No lo sé —decía Flax—; de veras, le juro que no sé nada todavía.

—Comprendo, señor Flax, y me pongo en su lugar —afirmó Dillwater, percibiendo el dolor y agotamiento en la voz de su interlocutor, consciente de que no podía urgirle más—. Mantendré la línea disponible y permaneceremos todos a la espera de cualquier noticia. Todos estamos rezando porque sea buena.

Dillwater colgó lentamente el receptor y miró a quienes le rodeaban.

—No se sabe nada más —informó.

—¡Tienen que saber algo! —gritó el presidente Bandín—. Con ocho millones de dólares en equipo, ¿no son capaces de averiguar nada? ¿No pueden siquiera apuntar un telescopio hacia ellos?

—Están haciendo todo lo técnicamente posible. Dentro de algunos minutos sabremos qué pasa.

Bannerman se dirigió hacia el gran tablero, donde un círculo rojo indicaba la última posición de la Prometeo.

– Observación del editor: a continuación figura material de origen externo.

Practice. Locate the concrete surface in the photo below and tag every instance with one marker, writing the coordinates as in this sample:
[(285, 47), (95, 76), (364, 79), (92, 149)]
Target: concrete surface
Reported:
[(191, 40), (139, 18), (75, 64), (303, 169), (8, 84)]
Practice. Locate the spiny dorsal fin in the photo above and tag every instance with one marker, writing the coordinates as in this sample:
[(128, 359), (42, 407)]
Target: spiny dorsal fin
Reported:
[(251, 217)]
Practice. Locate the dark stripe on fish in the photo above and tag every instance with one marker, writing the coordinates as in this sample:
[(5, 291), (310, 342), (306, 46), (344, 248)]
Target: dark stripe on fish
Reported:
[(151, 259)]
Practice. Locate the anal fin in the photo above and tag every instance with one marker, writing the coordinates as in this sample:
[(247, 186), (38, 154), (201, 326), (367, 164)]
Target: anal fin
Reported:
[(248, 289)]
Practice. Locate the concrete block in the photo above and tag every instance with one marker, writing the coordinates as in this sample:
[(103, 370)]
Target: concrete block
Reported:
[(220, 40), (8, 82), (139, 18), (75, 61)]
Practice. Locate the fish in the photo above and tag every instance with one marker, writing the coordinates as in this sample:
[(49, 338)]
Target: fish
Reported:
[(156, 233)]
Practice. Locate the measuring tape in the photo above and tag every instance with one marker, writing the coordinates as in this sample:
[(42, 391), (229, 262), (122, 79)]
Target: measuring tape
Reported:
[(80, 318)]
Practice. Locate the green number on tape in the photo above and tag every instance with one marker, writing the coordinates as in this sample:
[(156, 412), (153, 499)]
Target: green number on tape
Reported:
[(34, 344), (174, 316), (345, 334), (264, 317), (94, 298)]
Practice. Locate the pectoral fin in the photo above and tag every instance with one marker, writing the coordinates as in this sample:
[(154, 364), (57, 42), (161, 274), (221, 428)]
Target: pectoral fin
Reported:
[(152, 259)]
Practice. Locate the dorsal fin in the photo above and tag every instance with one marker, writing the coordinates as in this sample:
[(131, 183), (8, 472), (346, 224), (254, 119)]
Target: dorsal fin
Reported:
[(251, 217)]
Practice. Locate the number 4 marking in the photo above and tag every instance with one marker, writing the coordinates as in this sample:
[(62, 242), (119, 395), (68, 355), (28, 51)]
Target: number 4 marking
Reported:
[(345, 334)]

—Será mejor que lo sepamos pronto. Si esa nave cae en este momento no hará más que un hoyo en el océano, pero si continúa en órbita, en pocos minutos estará sobre Los Ángeles.

Nadie pudo responder. No había forma de expresar lo que se experimentaba ante aquella tragedia inconcebible, pero tan próxima.

—Nada —dijo Cooke—. Todavía nada.

Miró hacia el espacio, escudriñando a ciegas las estrellas.

—No pueden caer ahora que estamos tan cerca —dijo Decosta, mientras se soltaba el cinturón para alejarse de la silla—. Voy a ponerme el traje de presión.

—Ni siquiera sabemos si habrá oportunidad de usarlo.

—¿Crees que no lo sé? —respondió el otro con voz amarga y colérica, abriendo el armario posterior para sacar el traje—. Es como tocar madera; uno lo hace aunque no sea supersticioso. Me voy a poner este traje y lo voy a usar, ¿entendido?

—No soy yo el que debe entender, muchacho.

Cooke trataba de mostrarse chistoso, de sonreír. Por dentro se sentía más deprimido que nunca. Oprimió el interruptor del micrófono.

—Satélite a Control de Misión. ¿Han oído…?

—Nada —respondió Flax—. Lo siento, Cooke, todavía nada. El programa sigue en marcha; ustedes deben encender motores dentro de veinte minutos.

Roger, Control de Misión. Fuera.

Flax estaba más allá de toda fatiga y de toda preocupación. Que todo terminara así, tan de súbito, cuando tenían la salvación al alcance de la mano… Echó una mirada al TTD. Faltaba menos de una hora para el encuentro…

Hay algo en la longitud de onda.

La voz de Comunicaciones les hizo saltar a todos como marionetas bajo el tirón del cordel; todos se volvieron hacia el altavoz de la pared, que siseaba y rugía debido a las interferencias, y aguzaron el oído a fin de percibir cualquier voz humana tras esa catarata electrónica. Sí, se oían palabras, palabras apenas comprensibles.